クラウドファーストから考えるビッグデータストレージ管理
このような状況になってくると、1つの物理的ロケーションに全てのデータを置いて集中的に管理することは不可能であり、オンプレミス型、クラウド型のハイブリッド環境を前提として、複数の場所に分散配置されたデータストレージの運用管理を考えた方が現実的だ。
ビッグデータストレージの管理に関連して、クラウドセキュリティアライアンス(CSA)のビッグデータワーキンググループ(BDWG)は、セキュリティ/プライバシーにおける10大脅威として、「セキュアなデータ保存とトランザクションのログ」「粒度の高い監査」「データ来歴」の3項目を挙げている(図2参照)。以下では、その概要を紹介する。
図2:ビッグデータのセキュリティ/プライバシーにおける十大脅威の分類(出典:Cloud Security Alliance Big Data Working Group「Expanded Top Ten Big Data Security and Privacy Challenges」 (2013年4月)を基に、日本クラウドセキュリティアライアンス・ビッグデータユーザーワーキンググループが作成、2014年2月)
セキュアなデータ保存とトランザクションのログ
容量が急増するビッグデータの運用現場では、管理者がデータやトランザクションのログを手動で管理し続けるのは困難であり、拡張性や可用性に限界がある。そこで普及してきたのが、自動階層化ストレージシステムだ。ストレージの自動階層化機能を利用して、利用頻度の高いデータを上位の層、低いデータをより下位の層に格納することによって、可用性を高め、経費の節約を実現することが可能になる(例:下位層のセキュリティのレベルを下げる)。
しかしながら、ネットワークに基づく分散型の自動階層化ストレージには、様々な脆弱性の問題が存在する。例えば、自動階層化機能は一貫した可用性を保証する反面、低位層におけるセキュリティの脆弱性を狙ったDoS(サービス妨害)攻撃にさらされたり、低位層と高位層の間のパフォーマンスのギャップにより、高速再保存や災害復旧時のバックアップウィンドウが拡張されたりする可能性がある。
従ってユーザー企業は、クラウド環境で自動階層化ストレージサービスを利用する場合、データの機密性、完全性、可用性を確保するために、サービスプロバイダーがどのような対策を講じているのか、あらかじめ確認しておく必要がある。

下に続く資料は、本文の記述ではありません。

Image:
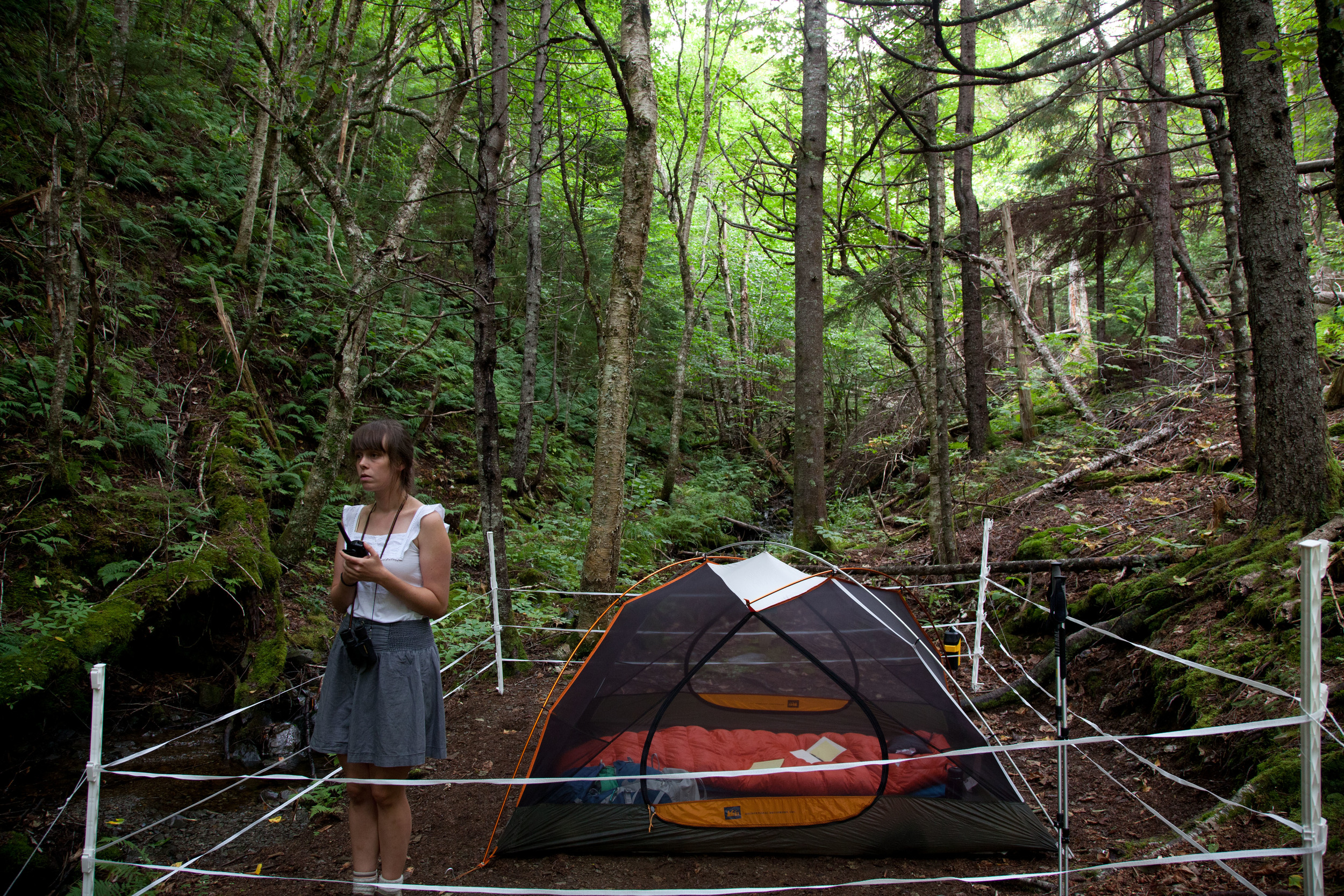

CSAでは、機密性と完全性の対策として堅牢な暗号化技術やメッセージダイジェスト(暗号学的ハッシュ関数)、可用性の対策として簡易的な復元可能性証明(POR)や動的で委任可能なデータ所有(DPDP)の手法の導入による改善などを挙げている。
ただし、現段階では自動階層化ストレージシステムのセキュリティ問題を一元的に解決する対策は確立していないので、複数のソリューションの組み合せで対応しながら、新たに登場する技術の検証を行うことになる。